Savepoint: Dude Bros, Tree Pose(s) and Totoros

on mental health, fiction-as-place and dumbass video games

Savepoint
14 min readApr 12, 2021
(illustration by Matthew R. Jones)

February 2020. Atop a sea of distinctly non-colourful heads, Lucien O’Neale struts to the front of the school hall and swiftly silences the crowd. Like all fascists, he is annoyingly well-dressed. He begins a familiar speech reminding us of our innumerable failures, with all the force of a military rant somehow delivered in his signature anime villain drawl. He claims that we are the worst-performing Year 11 group in the county, and, without a shred of irony, tells us to take study cues from Shrek. He sets us off on a benign English task. Unaware of the impending pandemic that would render all of this stress pointless, the students comply, with the unremarkable exception of a single boy lying face-first on the table. O’Neal stalks over.

“Oh? Did we break him?”

“…”

He swaggers off, stilly laughing to himself.

The assembly ends, and the boy leaves the room.

I took a long break from school after that. We had spent weeks and weeks working under intense pressure for a chance to obtain these coveted “GCSEs”, and it was this seemingly inconsequential assembly that pushed me over the edge. I needed a way out, not just a coping mechanism, and thankfully I was lucky enough to get one.

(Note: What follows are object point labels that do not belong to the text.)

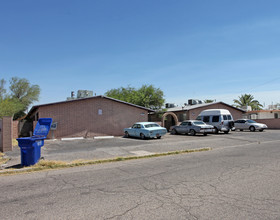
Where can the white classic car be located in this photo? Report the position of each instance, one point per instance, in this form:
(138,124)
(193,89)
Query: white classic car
(248,124)
(145,130)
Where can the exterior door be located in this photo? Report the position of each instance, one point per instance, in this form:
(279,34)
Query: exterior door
(1,142)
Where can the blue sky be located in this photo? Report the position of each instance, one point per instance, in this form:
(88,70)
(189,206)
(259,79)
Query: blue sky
(216,49)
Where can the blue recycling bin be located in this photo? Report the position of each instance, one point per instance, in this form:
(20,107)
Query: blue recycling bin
(30,147)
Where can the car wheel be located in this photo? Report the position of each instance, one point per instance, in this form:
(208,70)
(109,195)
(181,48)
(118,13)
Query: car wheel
(142,136)
(126,135)
(173,131)
(192,132)
(252,128)
(216,131)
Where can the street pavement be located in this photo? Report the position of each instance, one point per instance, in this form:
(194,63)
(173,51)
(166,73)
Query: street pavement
(107,148)
(238,179)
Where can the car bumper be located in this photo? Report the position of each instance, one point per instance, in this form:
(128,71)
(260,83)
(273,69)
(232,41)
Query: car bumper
(206,131)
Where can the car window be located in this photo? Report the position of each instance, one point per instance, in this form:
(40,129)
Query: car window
(151,125)
(216,118)
(251,121)
(199,123)
(206,118)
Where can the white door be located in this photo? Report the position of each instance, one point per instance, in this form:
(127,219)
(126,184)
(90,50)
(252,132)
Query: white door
(1,146)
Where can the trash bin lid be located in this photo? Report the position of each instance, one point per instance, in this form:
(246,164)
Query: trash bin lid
(42,127)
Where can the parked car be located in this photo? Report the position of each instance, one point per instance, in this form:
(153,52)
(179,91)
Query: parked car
(221,119)
(145,130)
(192,127)
(248,124)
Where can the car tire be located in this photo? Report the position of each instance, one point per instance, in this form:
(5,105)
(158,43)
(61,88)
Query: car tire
(252,128)
(126,135)
(142,136)
(192,132)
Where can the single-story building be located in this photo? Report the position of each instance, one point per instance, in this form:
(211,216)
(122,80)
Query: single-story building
(269,117)
(263,114)
(190,112)
(89,117)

I can’t even begin to explain just how good it feels to just cut off from the world’s noise, even if only for a short amount of time. At that moment, my entire existence consisted of going for walks and playing video games, and no amount of self-care tutorials and name-five-things-you-can-sees have come close to being as effective at fading out the noise in my head. The places I visited, both in real life and virtually, have since become mythologised to me, and it’s these memories that I intend to share here.

The following piece is made up of three sections, each a review (of sorts) of a different piece of media I experienced in that brief, window. Don’t feel obligated to read them all at once, or ever — it’s your choice. You could probably count the number of Ring Fit Adventure truthers on one hand, anyway.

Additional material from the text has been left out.